Help me with this fluid Problem ASAP Please :)

A long horizontal hose of diameter 3.2 cm is connected to a faucet. At the other end, there is a nozzle of diameter 1.8 cm. Water squirts from the nozzle at velocity 16 m/sec. Assume that the water has no viscosity or other form of energy dissipation.


Okay so How long will it take to fill a tub of volume 110 liters with the hose ?
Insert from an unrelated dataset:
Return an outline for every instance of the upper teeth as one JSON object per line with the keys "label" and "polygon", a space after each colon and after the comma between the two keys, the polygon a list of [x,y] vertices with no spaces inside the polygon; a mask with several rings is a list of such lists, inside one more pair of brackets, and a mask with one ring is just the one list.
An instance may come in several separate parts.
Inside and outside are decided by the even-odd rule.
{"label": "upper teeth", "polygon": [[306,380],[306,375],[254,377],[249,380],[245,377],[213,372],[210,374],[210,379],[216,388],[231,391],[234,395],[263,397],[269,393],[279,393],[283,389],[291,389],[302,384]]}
I got the flow rate which is 16.277 liter, 110/162.77 = 6.75 why isnt this the asnwer

 

[Cyrus]

Can you show some work?

$$\dot {m} = \rho \dot{ V_{avg}} A_c$$

This is a steady state nozzle.

 

[Alt+F4]

o ya what did was

((1.8)/ (100))^2 * 3.14 * 16 = .016277 M^3/S = Flow rate

I then converted it to Liters by multiplying 1000

 

[Cyrus]

Area of a cross section is $$\pi \frac{d^2}{4}$$

Why did the problem give you the initial diameter? Are you sure this is how the problem is worded?

 

[Alt+F4]

yep exactly, i copied and pasted from online HW, o ya intial diameter was for another part i needed to find Velcotit which i did

 

[Cyrus]

What? You found the inital diameter in another part? Can you post the origional problem. I have no clue what is what anymore .

 

[Alt+F4]

sorry one more problem,

A rectangular block of ice 14 m on each side and 0.5 m thick floats in seawater. The density of the seawater is 1025 kg/m3. The density of ice is 917 kg/m3.

a) How high does the top of the ice block float above the water level?

Okay so i know Fb=pgVdis

pwatergVdis = picegVdis

(1025)(9.8)(14*1.1*14)+ (x)(m*g) = 917*9.8*X



What Am i missing, thanks so much

 

[Alt+F4]

What? You found the inital diameter in another part? Can you post the origional problem. I have no clue what is what anymore .

i got the problem, thanks alot i guess i didnt know what the area of a cross section is since all it says on formula sheet is the area of circle.